• Channel 11 investigation: Emergency responders sent to right address, wrong county


    PITTSBURGH - A call for help in Vandergrift nearly ends in tragedy when emergency crews are dispatched to the wrong county.

    "It was the worst day of my life," recalled Audrey Headley of the day her son, Kaiden, fell out of a window in their home.

    "Like, I was in shock. I didn't really know what happened," she said. "Like, 'How did he get outside?' And I saw the window."

    Kaiden pushed out the screen and fell 20 feet out of his bedroom window.

    His mom whipped out her cellphone and called 911.

    "It took about 20, 30 minutes before anything, and I asked where they were, and they said they were outside of my house, and I was standing on the porch, and they weren't here," said Headley.

    First responders thought they were at the Headley's Lincoln Avenue home, but they were on Lincoln Avenue in the wrong county.
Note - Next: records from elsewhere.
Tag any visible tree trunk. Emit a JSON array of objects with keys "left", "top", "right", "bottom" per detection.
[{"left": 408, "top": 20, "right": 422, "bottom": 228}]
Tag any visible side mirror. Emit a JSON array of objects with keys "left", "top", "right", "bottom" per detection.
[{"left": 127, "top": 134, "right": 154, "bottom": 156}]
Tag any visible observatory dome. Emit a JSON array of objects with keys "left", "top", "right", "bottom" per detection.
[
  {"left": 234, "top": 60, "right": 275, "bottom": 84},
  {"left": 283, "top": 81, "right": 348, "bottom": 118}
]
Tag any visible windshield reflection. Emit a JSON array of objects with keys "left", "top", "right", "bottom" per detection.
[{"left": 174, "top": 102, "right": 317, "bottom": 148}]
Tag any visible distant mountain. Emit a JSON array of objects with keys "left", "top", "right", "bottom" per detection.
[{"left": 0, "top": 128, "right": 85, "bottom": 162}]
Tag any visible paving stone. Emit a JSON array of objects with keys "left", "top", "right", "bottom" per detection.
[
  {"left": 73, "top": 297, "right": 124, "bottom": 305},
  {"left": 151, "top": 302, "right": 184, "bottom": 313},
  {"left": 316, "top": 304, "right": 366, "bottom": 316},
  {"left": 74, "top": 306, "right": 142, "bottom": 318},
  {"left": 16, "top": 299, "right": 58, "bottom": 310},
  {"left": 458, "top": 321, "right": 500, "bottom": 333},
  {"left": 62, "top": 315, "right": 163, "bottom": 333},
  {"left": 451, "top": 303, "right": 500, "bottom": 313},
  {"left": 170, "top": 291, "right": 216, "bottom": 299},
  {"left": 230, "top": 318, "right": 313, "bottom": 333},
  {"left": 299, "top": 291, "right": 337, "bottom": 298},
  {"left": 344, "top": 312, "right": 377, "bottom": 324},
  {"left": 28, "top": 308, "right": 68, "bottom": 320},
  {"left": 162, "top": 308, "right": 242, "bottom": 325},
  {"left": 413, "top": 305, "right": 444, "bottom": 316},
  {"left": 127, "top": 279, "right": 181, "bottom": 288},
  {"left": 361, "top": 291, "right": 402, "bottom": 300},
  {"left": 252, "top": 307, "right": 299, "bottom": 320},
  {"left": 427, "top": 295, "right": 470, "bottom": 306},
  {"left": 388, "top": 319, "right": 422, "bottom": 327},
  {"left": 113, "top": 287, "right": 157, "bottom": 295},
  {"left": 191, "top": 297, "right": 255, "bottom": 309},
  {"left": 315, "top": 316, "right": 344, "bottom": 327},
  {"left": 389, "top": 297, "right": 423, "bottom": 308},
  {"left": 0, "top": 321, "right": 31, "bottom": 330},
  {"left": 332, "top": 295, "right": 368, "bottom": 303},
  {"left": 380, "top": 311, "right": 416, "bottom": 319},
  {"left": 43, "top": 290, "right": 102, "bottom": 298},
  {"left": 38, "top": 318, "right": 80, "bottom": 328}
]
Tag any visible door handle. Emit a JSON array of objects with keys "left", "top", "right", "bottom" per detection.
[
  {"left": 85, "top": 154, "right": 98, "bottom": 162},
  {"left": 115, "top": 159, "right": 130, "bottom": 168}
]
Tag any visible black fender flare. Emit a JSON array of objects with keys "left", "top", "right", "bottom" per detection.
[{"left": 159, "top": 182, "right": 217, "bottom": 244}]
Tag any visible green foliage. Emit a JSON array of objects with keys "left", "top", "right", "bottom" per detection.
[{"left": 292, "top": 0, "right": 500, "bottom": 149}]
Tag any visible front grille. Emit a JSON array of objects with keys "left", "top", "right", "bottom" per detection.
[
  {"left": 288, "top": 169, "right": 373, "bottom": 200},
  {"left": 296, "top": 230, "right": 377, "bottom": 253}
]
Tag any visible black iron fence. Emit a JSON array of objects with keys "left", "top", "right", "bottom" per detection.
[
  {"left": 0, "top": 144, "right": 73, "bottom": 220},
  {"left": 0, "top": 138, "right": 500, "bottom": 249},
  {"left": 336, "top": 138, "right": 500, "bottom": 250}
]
    The Headleys live in Westmoreland, but their 911 call went to the dispatch center in Armstrong.

    "We're not unique. This can happen anywhere at any time," said Dan Stevens, the public information officer for Westmoreland County 911.

    He says this happens frequently when calls get made near the county borders.

    If someone calls 911 with a landline phone, it goes directly to the local 911 center.

    But with a cellphone, the call gets bounced to the cell tower it can most easily find.

    "It might go to the least path of resistance to get to a cell site that might not even be in the county that you're at," he explained.

    The Cellular Telephone Industry Association says about 30 percent of U.S. homes only have cellphones, and almost 400,000 wireless 911 calls are made every day.

    The National Emergency Number Association explains that these calls "may not be routed to the most appropriate 911 center. This presents life-threatening problems due to lost response time."

    The Headleys lived that nightmare.

    Thankfully, Kaiden doesn't have permanent injuries, but his parents now have a constant fear.

    "You shouldn't have to worry about if the ambulance is going to get here or if your call is going to the right place," said Keith Headley, Kaiden's father. "You shouldn't have to worry about it."

    There is a nationwide initiative called Next Gen 911, and it's aimed at updating the 911 infrastructure to work seamlessly with wireless society. But it's expected to take years to implement.